Evet içinde dağları delecek, çölleri aşacak gücün var, ama sen ne Ferhat'sın ne Mecnun. Sen Ferhat'ın sevdiği Şirin, Mecnun'un yandığı Leyla'sın kızım...
Ve şunu söylemekten çekinme;
Çok yorgunum, ''yardıma ihtiyacım var''...

Yıldız Seçen

Zeytin 10 Temmuz 2018 00:49

Cevap: Velhasıl...
 
İçimde çok büyük bir ağlamak var. Bir ağacın altında oturarak hem kendime, hem bütün insanlara hem börtü böceğe, kurda kuşa. Bin yıllık gözyaşıyla ağlamak istiyorum.

Nazan Bekiroğlu

Zeytin 10 Temmuz 2018 16:55

Cevap: Velhasıl...
 
Eğer düşüncede öldürdüklerimiz hakikaten yok olsalardı, yeryüzünde kimse kalmazdı. İçimizde çekingen bir cellat, hayata geçmemiş bir katil taşırız. Mutlak bir mahkeme önünde, bir tek melekler beraat ederdi. Zira başka bir varlığın ölümünü -en azından bilinçsizce- dilememiş bir varlık olmamıştır. Her birimiz ardımızda bir dost ve düşmanlar mezarlığı sürükleriz; bu mezarlığın yüreğin uçurumlarına atılmış veya arzuların yüzeyine yansıtılmış olması da pek mühim değildir.

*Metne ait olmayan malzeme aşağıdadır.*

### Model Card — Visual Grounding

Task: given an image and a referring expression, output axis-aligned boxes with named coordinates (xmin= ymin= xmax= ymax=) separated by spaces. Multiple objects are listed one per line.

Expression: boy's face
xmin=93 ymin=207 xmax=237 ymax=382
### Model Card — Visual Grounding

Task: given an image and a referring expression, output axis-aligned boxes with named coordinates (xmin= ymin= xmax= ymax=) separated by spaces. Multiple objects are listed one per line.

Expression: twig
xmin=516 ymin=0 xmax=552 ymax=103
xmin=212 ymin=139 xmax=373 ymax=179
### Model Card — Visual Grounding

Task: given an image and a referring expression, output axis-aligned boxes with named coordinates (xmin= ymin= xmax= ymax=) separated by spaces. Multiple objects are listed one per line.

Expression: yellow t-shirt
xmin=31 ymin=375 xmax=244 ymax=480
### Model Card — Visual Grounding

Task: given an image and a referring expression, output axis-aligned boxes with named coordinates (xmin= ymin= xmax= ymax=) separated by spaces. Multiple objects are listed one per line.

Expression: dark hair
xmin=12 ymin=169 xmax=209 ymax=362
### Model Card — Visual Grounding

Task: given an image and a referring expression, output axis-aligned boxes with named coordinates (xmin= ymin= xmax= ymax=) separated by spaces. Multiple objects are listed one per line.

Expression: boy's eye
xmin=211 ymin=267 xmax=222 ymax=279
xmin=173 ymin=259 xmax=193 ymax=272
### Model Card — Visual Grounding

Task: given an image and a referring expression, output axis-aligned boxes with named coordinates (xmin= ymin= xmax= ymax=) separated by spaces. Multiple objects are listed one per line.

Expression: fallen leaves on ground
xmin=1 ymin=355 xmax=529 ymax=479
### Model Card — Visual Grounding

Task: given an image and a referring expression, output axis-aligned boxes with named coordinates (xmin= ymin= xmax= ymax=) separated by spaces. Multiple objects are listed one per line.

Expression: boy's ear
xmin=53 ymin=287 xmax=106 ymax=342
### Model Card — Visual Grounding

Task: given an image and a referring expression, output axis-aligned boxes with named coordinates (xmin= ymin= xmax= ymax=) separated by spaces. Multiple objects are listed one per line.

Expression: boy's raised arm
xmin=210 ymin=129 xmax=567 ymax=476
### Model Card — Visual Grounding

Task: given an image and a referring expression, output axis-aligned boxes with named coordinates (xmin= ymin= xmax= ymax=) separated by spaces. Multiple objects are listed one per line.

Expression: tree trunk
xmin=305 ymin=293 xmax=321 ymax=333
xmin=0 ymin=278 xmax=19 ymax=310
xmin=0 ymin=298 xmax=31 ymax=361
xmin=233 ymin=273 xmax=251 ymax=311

E. M. Cioran / Çürümenin Kitabı

Zeytin 10 Temmuz 2018 20:23

Cevap: Velhasıl...
 
İnsanların hesap makinesi gibi ortalıkta dolaştığı bir dünyada,
‘yakın çevre’ deyince artık aklıma; kuş, çiçek, ağaç, kitap gibi şeyler geliyor…
Ibrahim Tenekeci

Zeytin 11 Temmuz 2018 17:25

Cevap: Velhasıl...
 
Feride osmanoviç

srebrenica soykırımında eşi katledilen, girdiği bunalım sonucu kendini asan bosnalı genç kadın.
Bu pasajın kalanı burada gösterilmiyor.